Baruch Agadati (Hebrew: ברוך אגדתי‎‎, also Baruch Kaushansky-Agadati; January 8, 1895 – January 18, 1976) was a Russian Empire-born Israeli classical ballet dancer, choreographer, painter, and film producer and director. He is considered a legendary figure in Israeli culture.

Baruch Kaushansky (later Agadati) was born to a Jewish family in Bessarabia, and grew up in Odessa. He immigrated to Palestine in the early 1900s. In Palestine, he was known for performing Jewish folk dances in an expressionist style.

Agadati attended the Bezalel Academy of Arts and Design in Jerusalem from 1910–14. When World War I started in 1914, he was in Russia visiting his parents and was unable to return to Palestine. He remained there and studied classical ballet, joining the dance troupe of the Odessa Opera and Ballet Theater. In 1919, he returned to Palestine. In 1920, he moved to the Neve Tzedek neighborhood in Tel Aviv. Until his death is 1976, he worked in theatre, painted, danced and choreographed Israeli folkdance, produced the famous Purim "Ad DeLo Yada" Carnival balls. He is buried in Trumpeldor Cemetery in Tel Aviv.

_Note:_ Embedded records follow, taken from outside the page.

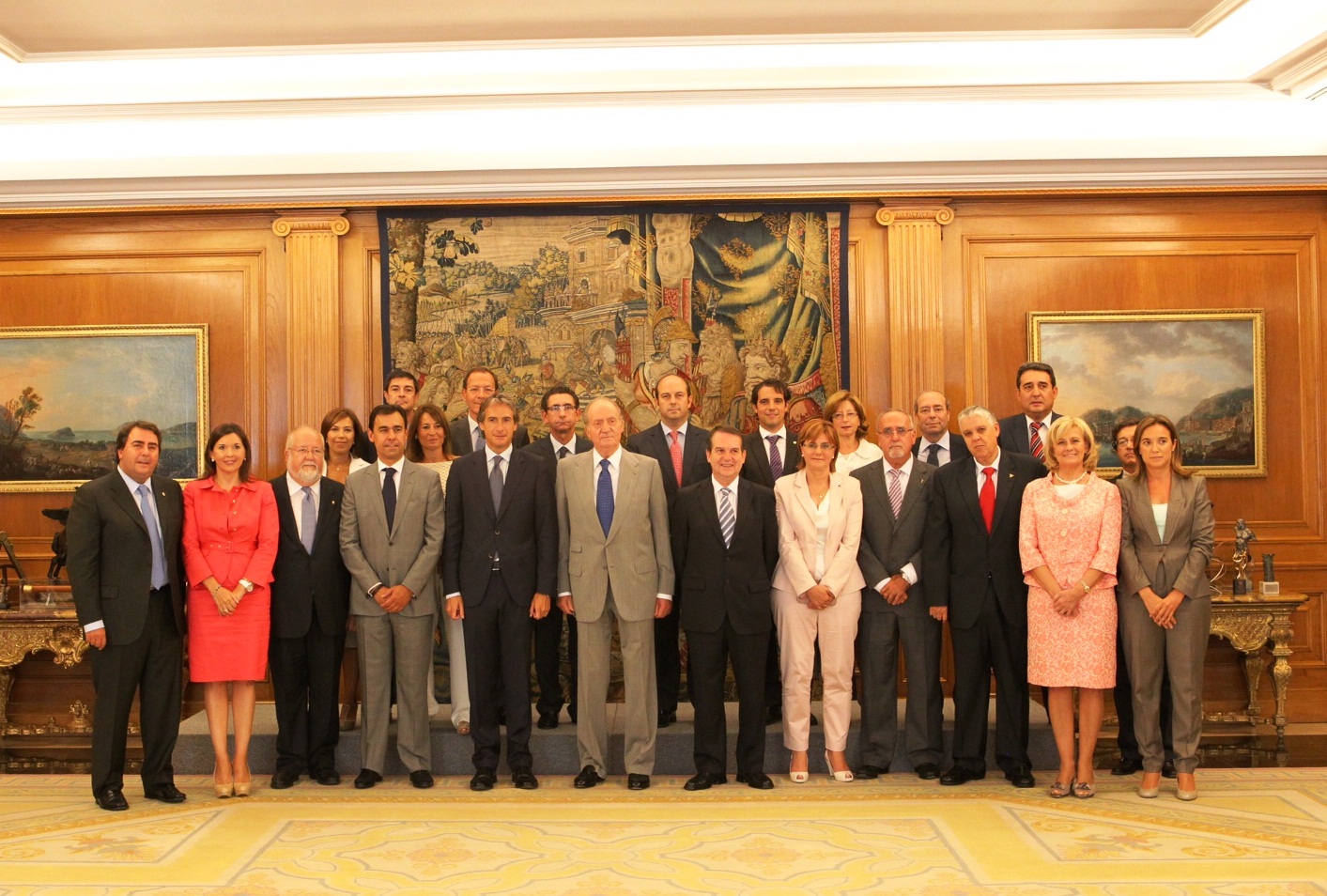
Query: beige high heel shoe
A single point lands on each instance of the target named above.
(838, 776)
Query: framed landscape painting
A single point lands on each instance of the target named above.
(65, 391)
(1205, 371)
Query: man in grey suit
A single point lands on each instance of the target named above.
(896, 498)
(614, 562)
(128, 578)
(392, 520)
(479, 385)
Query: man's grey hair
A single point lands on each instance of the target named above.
(977, 410)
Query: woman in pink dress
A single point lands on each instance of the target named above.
(1070, 542)
(230, 545)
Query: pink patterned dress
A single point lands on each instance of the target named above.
(1070, 533)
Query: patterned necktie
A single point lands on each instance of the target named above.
(604, 498)
(896, 491)
(675, 450)
(389, 494)
(495, 484)
(987, 498)
(308, 519)
(154, 535)
(1035, 442)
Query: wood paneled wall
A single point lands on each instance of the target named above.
(996, 260)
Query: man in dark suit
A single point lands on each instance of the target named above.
(1026, 433)
(614, 563)
(560, 408)
(771, 449)
(479, 385)
(935, 445)
(725, 549)
(974, 579)
(311, 600)
(392, 519)
(128, 577)
(499, 568)
(896, 497)
(680, 449)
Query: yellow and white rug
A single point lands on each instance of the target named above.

Kaushansky returned to Russia during the First World War and took the name Agadati. After Agadati's return to Palestine in 1919, he began to give solo dance recitals and became one of the pioneers of cinema in Israel. Agadati purchased cinematographer Yaakov Ben Dov's film archives in 1934, when Ben Dov retired from filmmaking. He and his brother Yitzhak used it to start the AGA Newsreel. He directed the early Zionist film entitled This is the Land (1935), the first Hebrew speaking film, and a new version in 1963, called "Tomorrow's Yesterday.".